El nombre de Cristo procede de la palabra griega que traduce el término hebreo Mesías, que quiere decir ungido. En el Israel de la Antigua Alianza eran ungidos los que habían de cumplir una especial misión divina: los reyes, los sacerdotes y los profetas. Esta triple misión la desempeñó en plenitud Cristo, a quien ungió el Espíritu del Señor (cf Isaías 11, 2). Éste fue el anuncio del ángel a los pastores de Belén: “Os ha nacido hoy, en la ciudad de David, un salvador, que es el Cristo Señor” (Lucas 2, 11). “Su eterna consagración mesiánica fue revelada en el tiempo de su vida terrena, en el momento de su bautismo por Juan, cuando «Dios le ungió con el Espíritu Santo y con poder» (Hechos 10, 38) «para que él fuese manifestado a Israel» (Juan 1, 31) como su Mesías. Sus obras y sus palabras lo dieron a conocer como «el santo de Dios» (Marcos 1, 24)” (Catecismo…, n. 438). Jesús aceptó el título de Mesías, pero dejando muy claro que su misión era espiritual y no terreno-temporal como pensaban muchos de sus contemporáneos. Sólo después de su muerte y resurrección resplandecerá con toda claridad su realeza mesiánica.

Jesucristo es el Hijo de Dios. Ello no significa simplemente una filiación adoptiva, como la de cualquier hombre que recibe la gracia de Dios, sino su condición de Hijo del Padre, por generación eterna, según la naturaleza divina. Pedro confesó a Jesús como “el Cristo, el Hijo de Dios vivo” (Mateo 16, 16) y Jesús alabó esta confesión. La predicación de los Apóstoles tendrá desde el comienzo como centro esta verdad fundamental de la fe cristiana. Justamente la manifestación de esta filiación ante el Sanedrín es la que llevó a sus acusadores a condenarle a muerte: “Entonces, ¿tú eres el Hijo de Dios?”, y Jesús respondió: “Vosotros lo decís: yo soy” (Lucas 22, 70). En el bautismo y en la transfiguración, la voz del Padre lo había designado como su “Hijo amado” (Mateo 3, 17; 17, 5). Sus discípulos anunciarán a los cuatro vientos: “Hemos visto su gloria, gloria que recibe del Padre como Hijo único, lleno de gracia y de verdad” (Juan 1, 14).

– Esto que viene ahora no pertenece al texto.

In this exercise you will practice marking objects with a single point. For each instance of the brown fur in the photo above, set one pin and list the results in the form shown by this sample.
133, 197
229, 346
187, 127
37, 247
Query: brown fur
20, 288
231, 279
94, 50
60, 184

A Jesús se le llama también Señor. Así se tradujo al griego el inefable nombre de YHWH, que Dios había revelado a Moisés (Éxodo 3, 14). En el Nuevo Testamento se da este nombre a Dios Padre, pero también a Jesús, en reconocimiento de su divinidad. El propio Jesús así lo había manifestado a los fariseos al plantearles el sentido mesiánico del salmo 109 (cf Mateo 22, 41-46). “A lo largo de toda su vida pública sus actos de dominio sobre la naturaleza, sobre las enfermedades, sobre los demonios, sobre la muerte y el pecado, demostraban su soberanía divina” (Catecismo…, n. 447). En muchas ocasiones sus interlocutores le dieron el título de Señor. Recordemos la invocación del apóstol Tomás a Jesús resucitado: “Señor mío y Dios mío” (Juan 20, 28). “La Iglesia cree… que la clave, el centro y el fin de toda la historia humana se encuentra en su Señor y Maestro” (Con. Vaticano II. Const. Gaudium et spes, n. 10). La oración cristiana está llena de invocaciones a su Señor: “el Señor esté con vosotros”, “por Jesucristo nuestro Señor”; “Marana tha” (“¡Ven, Señor!”) (1 Corintios 16, 22), “¡Amén!¡Ven, Señor Jesús!” (Apocalipsis 22, 20).